Sur le ring, la crème du catch amateur s’ébroue bientôt, au fil d’un spectacle relevant plus de la voltige que de la compétition. Slips moulants et bottes à lacets remontant jusqu’aux genoux, les cascadeurs déclinent des pedigrees exotiques qui évoquent leurs origines. Viendront se caresser les côtelettes, ce soir-là, Caïman Colorado Junior, « arrivé directement de Jamaïque » ; Master Kong, qui « s’entraîne dans la jungle de son pays [la République démocratique du Congo] » ; le « marquis du Pakistan », Baadshah ­Pehalwan Khan ; l’« Apollon portugais », Tyson Dos Santos ; le « tourbillon équatorien », le général Hugo Perez… « Dans le sport comme dans tout, il n’y a rien de tel que le mélange des cultures », assure Flesh Gordon – Gérard Hervé de son vrai nom.

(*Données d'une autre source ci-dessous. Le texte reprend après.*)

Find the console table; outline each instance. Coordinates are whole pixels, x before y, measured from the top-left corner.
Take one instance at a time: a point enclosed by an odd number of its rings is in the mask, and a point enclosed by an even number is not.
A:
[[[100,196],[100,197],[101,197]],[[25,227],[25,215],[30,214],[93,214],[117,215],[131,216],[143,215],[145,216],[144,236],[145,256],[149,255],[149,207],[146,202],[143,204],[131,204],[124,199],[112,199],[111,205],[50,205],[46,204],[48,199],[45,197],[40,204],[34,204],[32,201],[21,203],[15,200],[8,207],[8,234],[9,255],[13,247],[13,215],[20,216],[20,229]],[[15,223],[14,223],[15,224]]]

« Je pensais que j’allais catcher à Paris ou Marseille devant des femmes sexy, et je me retrouve à Vendôme devant des campagnardes », ricane le « Prince d’Orient ».

Deux femmes viendront s’immiscer dans cet épanchement de testostérone : la furieuse Pauline et la peu commode Angel’s Bombita. Une « légende » du catch hexagonal complète, enfin, le casting : l’arbitre « M. Jacky », alias Jacky Richard, 73 ans, qui combattit aux côtés de l’Ange blanc et du Bourreau de Béthune, à la grande époque des galas organisés à l’Elysée-Montmartre.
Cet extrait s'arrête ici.